En 2016, nous avons racheté Saft, un fabricant de batteries possédant une technologie remarquable, car il nous semblait important de développer les batteries pour pallier une partie de l'intermittence des énergies renouvelables solaire et éolienne. Nous avons également investi dans le projet ACC, une gigafactory européenne de batteries destinées aux véhicules électriques.
Nous allons également nous intéresser à des énergies de nouvelle génération, en développant des biotechnologies, en particulier le biogaz – nous achèterons d'ailleurs le groupe Fonroche, qui en était le leader français. Nous nous intéressons aussi à l'hydrogène vert, même si la technologie est complexe et coûteuse. L'hydrogène n'est pas un gaz facile à manipuler mais la planète aura besoin de gaz. Les liquides se transportent facilement et possèdent une forte densité énergétique. Le gaz est plus délicat à déplacer et sa densité énergétique est plus faible, mais il est tout de même stockable durant six mois. En revanche, les électrons se stockent très difficilement. Les batteries coûtent très cher et il ne sera jamais possible de stocker de l'électricité en grande quantité. Il faudra donc toujours passer par des molécules. Les molécules décarbonées peuvent être du biogaz ou de l'hydrogène vert – le problème étant que de l'électricité est nécessaire à sa production, ce qui suppose de disposer d'une surcapacité en électricité. L'hydrogène est une énergie d'avenir, amenée à se développer d'ici à dix ou quinze ans.
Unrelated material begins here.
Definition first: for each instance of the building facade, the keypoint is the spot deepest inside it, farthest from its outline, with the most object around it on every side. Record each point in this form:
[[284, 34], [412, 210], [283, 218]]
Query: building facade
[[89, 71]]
Nous en aurons besoin si nous voulons respecter la trajectoire climatique.
Vous avez évoqué les puits de carbone pour assurer la neutralité carbone de la planète. Il y aura encore des besoins en hydrocarbures, car de nombreuses industries ne peuvent s'en passer, comme la chimie ou l'industrie pharmaceutique. Le carbone qui sera émis par ces industries devra pouvoir être stocké. Deux méthodes existent : le stockage géologique – le premier projet de stockage industriel, Northern Lights, a démarré en Norvège juste avant que je ne quitte le groupe Total – ou les puits de carbone naturels, par la plantation de forêts. C'est bien plus compliqué qu'on ne le pense, car il ne s'agit pas simplement de faire pousser des arbres, il faut aussi s'assurer que la population locale n'aura pas la tentation de les couper. Il faut construire un écosystème complet, ce qui suppose de comprendre l'agronomie – nous avions du reste engagé des ingénieurs agronomes.
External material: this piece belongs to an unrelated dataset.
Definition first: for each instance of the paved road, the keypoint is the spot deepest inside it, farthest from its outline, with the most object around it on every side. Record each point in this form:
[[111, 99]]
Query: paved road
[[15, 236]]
En 2021, j'ai pris ma retraite pour laisser la place aux jeunes, au moment où le groupe prenait le nom de TotalEnergies et où, grâce à sa branche Gaz, renouvelables et électricité, il était devenu le cinquième acteur mondial dans les énergies renouvelables et sans doute le leader mondial dans l'énergie solaire. Cette branche représentait alors plus du quart des investissements du groupe Total, ce qui en faisait l'un des premiers investisseurs mondiaux dans les renouvelables.